Bewohner aus der Umgebung des Xinfadi-Marktes lassen sich auf das Coronavirus testen. Auf dem Grossmarkt steckten sich viele Menschen aus Peking an. - Keystone

Das Wichtigste in Kürze

  • Peking erlebt den ersten grösseren Corona-Ausbruch in China seit zwei Monaten.
  • Die Regierung versucht, den Ausbruch lokal einzugrenzen.
  • Dabei gehen die Behörden ähnlich wie in der Schweiz vor – gibt es Parallelen?

China ist uns in Sachen Coronavirus zeitlich voraus: Als die Schweizer Fallzahlen Anfang März stiegen, waren die Fallzahlen in China schon wieder in den tiefen dreistelligen Bereich gesunken. Der Höchstwert an täglichen Neuinfektionen im ganzen Mai betrug gerade einmal 20. Das Reich der Mitte kehrte zur Normalität zurück.

In den vergangenen Tagen kam es in Peking zum ersten grösseren Ausbruch seit zwei Monaten. Nun fürchtet China die zweite Welle – die Behörden greifen im Kampf gegen das Virus rigoros durch. Wie ist die Lage? Und was können wir von der chinesischen Politik hinsichtlich einer zweiten Welle lernen?

Aktuelle Lage in Peking

Nach Angaben der regierungsnahen Zeitung «Global Times» wurden innerhalb von fünf Tagen 106 neue Fälle des Coronavirus aus Peking gemeldet. Die lokalen Behörden bezeichnen den Ausbruch als «hart».

Das Coronavirus hat sich anscheinend über die Lebensmittel-Grossmärkte verbreitet: Ausgehend vom Xinfadi-Markt wurde das Coronavirus über andere Märkte in der Stadt verteilt. Inzwischen melden neun von elf Distrikte der Hauptstadt neue Fälle. Am schwersten ist Fengtai betroffen, wo auch der Xinfadi-Markt liegt. Mindestens 29 lokale Quartiere im Umkreis der Märkte wurden unter Quarantäne gestellt.

Wachleute betreuen heute Dienstag einen Posten vor einem abgeriegelten Quartier. In Peking versucht, den Ausbruch lokal einzugrenzen. - Keystone

China war auf einen neuen Ausbruch vorbereitet: In Peking wurden seit der ersten Welle in etwa hundert Laboren Kapazitäten für 90'000 tägliche Corona-Tests geschaffen. Nun haben die Behörden mit umfangreichem Contact Tracing begonnen. Menschen, die auf den Märkten waren oder Kontakt zu Infizierten hatten, werden isoliert und getestet.

Taxis dürfen die Stadt nicht mehr verlassen, andere chinesische Städte warnen vor dem Aufenthalt in Peking. China versucht mit aller Kraft, den Ausbruch lokal einzugrenzen.

Ausbruch kam unerwartet

Trotz aller Vorkehrungen wurde Peking vom neuen Ausbruch überrascht. Yang Zhanqiu von der Universität von Wuhan sagte gegenüber «Global Times»: «Chinas Seuchenprävention hat sich immer auf die Ankunft von ausländischem Personal konzentriert.»

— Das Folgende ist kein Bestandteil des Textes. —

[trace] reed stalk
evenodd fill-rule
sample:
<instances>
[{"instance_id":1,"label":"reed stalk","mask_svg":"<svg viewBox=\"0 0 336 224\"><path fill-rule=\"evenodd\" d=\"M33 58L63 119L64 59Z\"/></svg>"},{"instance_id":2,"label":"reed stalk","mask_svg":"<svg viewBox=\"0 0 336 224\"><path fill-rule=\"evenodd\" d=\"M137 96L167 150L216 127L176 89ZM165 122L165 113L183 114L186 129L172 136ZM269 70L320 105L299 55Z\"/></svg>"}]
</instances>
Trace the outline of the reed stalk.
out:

Der Lebensmittelmarkt Xinfadi wurde nach dem Ausbruch des Coronavirus komplett abgeriegelt. - Keystone

Jetzt wird jedoch vermutet, dass das Virus über kontaminierte Lebensmittel auf den Markt kam. «Wir sollten der Zollquarantäne importierter landwirtschaftlicher Produkte genügend Aufmerksamkeit widmen», gibt Yang zu bedenken.

Tatsächlich blieb das Virus einige Zeit unbemerkt: Wahrscheinlich seien die ersten Personen in Peking bereits Ende Mai infiziert worden, vermutet der chinesische Epidemiologe Wu Zunyou. Die nächsten Tage werden für Peking entscheidend sein, so Wu: Bei vielen bereits unwissentlich Infizierten dürften bald erste Symptome auftreten.

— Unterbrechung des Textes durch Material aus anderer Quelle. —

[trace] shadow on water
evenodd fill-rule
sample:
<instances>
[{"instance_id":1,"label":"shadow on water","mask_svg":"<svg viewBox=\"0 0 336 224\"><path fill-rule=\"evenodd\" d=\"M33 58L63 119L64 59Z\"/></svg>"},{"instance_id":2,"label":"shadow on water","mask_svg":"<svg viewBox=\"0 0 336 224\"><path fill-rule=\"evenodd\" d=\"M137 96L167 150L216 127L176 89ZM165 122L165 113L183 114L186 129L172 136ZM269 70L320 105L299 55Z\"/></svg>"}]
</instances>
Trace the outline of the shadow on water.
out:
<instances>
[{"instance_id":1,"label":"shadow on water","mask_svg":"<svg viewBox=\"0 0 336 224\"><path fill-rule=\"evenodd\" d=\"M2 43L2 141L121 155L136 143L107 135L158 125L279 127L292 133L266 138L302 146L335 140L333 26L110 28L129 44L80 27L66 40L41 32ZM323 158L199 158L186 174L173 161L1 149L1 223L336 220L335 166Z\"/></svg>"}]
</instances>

China verfolgt ähnliche Strategie wie die Schweiz

Chinas Strategie zum Coronavirus ähnelt dem aktuellen Plan der Schweiz: Beide Länder sind nach der ersten Welle Krisen-geübt. Im Fall einer zweiten Welle bestehen Testkapazitäten, man konnte Erfahrungen im Contact Tracing sammeln.

Trotz steigender Zahlen wurde nicht die ganze Hauptstadt in den Lockdown versetzt. Wie in der Schweiz vertraute man auf die Früherkennung und lokale Eingrenzung der Fälle. Die Früherkennung ist jedoch im Fall von Peking gescheitert. Ob die lokale Eingrenzung gelingt, ist noch offen – Peking ist ein Präzedenzfall.

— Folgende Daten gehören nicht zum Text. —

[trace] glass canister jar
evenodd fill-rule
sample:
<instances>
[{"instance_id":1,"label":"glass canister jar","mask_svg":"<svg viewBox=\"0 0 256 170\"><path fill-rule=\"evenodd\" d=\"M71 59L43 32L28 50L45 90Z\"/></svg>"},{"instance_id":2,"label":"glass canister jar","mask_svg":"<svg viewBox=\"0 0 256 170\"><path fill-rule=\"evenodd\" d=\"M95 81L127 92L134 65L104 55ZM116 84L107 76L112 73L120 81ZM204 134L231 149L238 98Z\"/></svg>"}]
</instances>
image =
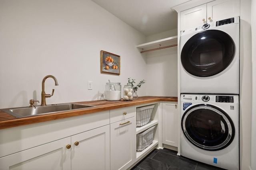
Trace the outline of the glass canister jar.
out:
<instances>
[{"instance_id":1,"label":"glass canister jar","mask_svg":"<svg viewBox=\"0 0 256 170\"><path fill-rule=\"evenodd\" d=\"M121 100L120 83L106 83L105 86L106 100L109 101Z\"/></svg>"},{"instance_id":2,"label":"glass canister jar","mask_svg":"<svg viewBox=\"0 0 256 170\"><path fill-rule=\"evenodd\" d=\"M131 85L124 85L123 89L124 97L123 99L124 101L131 101L132 100L133 90Z\"/></svg>"}]
</instances>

Bewohner aus der Umgebung des Xinfadi-Marktes lassen sich an einer kurzfristig eingerichteten Test-Station auf das Coronavirus testen. - Keystone

Doch der Vergleich hat seine Grenzen: Im autoritären China herrscht ein völlig anderes politisches Klima als in der demokratischen Schweiz. Die Autoritäten können Entscheidungen ohne einen politischen Meinungsfindungsprozess umsetzen.

Mit der bevorstehenden Aufhebung der ausserordentlichen Lage wird das in der Schweiz wieder anders sein. Die Frage bleibt im Raum: Können regional ähnlich durchgreifende Massnahmen verhängt werden wie in China, wenn es in der Schweiz zu einem lokalen Ausbruch kommt?